From my new column for National Journal:
President Obama says he gets the message from Massachusetts. Expect a new focus on jobs and living standards. Expect fresh attention to overgrown public borrowing. The country’s pressing concerns, he says, will be his own priorities.
Fine. Now what? Closer attention to these problems will only underline how little the administration can do to solve them. Saying “jobs, jobs, jobs” does not create any. This is a campaign slogan, not a policy.
The country does not want a second fiscal stimulus. The first was unpopular and another would make the debt problem worse. As for reining in borrowing, there are two ways to do that: lower public spending and raise taxes. When it comes to specifics, people oppose both.

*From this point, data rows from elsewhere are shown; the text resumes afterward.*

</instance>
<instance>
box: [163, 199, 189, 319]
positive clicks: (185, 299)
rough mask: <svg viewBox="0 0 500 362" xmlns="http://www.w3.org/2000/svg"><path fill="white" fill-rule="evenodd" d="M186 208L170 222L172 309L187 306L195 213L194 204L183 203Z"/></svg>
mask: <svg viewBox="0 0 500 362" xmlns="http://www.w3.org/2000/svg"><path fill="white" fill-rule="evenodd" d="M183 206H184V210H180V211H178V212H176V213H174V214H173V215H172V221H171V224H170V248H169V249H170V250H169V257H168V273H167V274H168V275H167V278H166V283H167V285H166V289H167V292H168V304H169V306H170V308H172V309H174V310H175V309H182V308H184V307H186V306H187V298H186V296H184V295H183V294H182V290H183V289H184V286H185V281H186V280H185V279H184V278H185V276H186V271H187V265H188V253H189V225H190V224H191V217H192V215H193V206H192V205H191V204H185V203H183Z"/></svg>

Just what this sharp new focus on the economy is going to achieve is therefore unclear. Caps on student-loan repayments and expanded child care tax credits, as proposed this week? I do not see these turning the economy round. The president calls for a temporary freeze on nondefense discretionary public spending, which is less than 20 percent of the overall budget. Again, not exactly radical — even if it happens.
Are these the bold policies that the health care debate has distracted us from? Obama’s critics say that the focus on health reform was his big mistake. I disagree. In fact, cost control in health care, especially Medicare, is indispensable for long-term fiscal discipline. The White House was right about that. The problem was that its plan raised costs in obvious ways (subsidies, expanded Medicaid) and pressed down too vaguely elsewhere: lots of good ideas and experiments, not enough action. What the administration said about cost control in health care was right in principle but not believable in practice.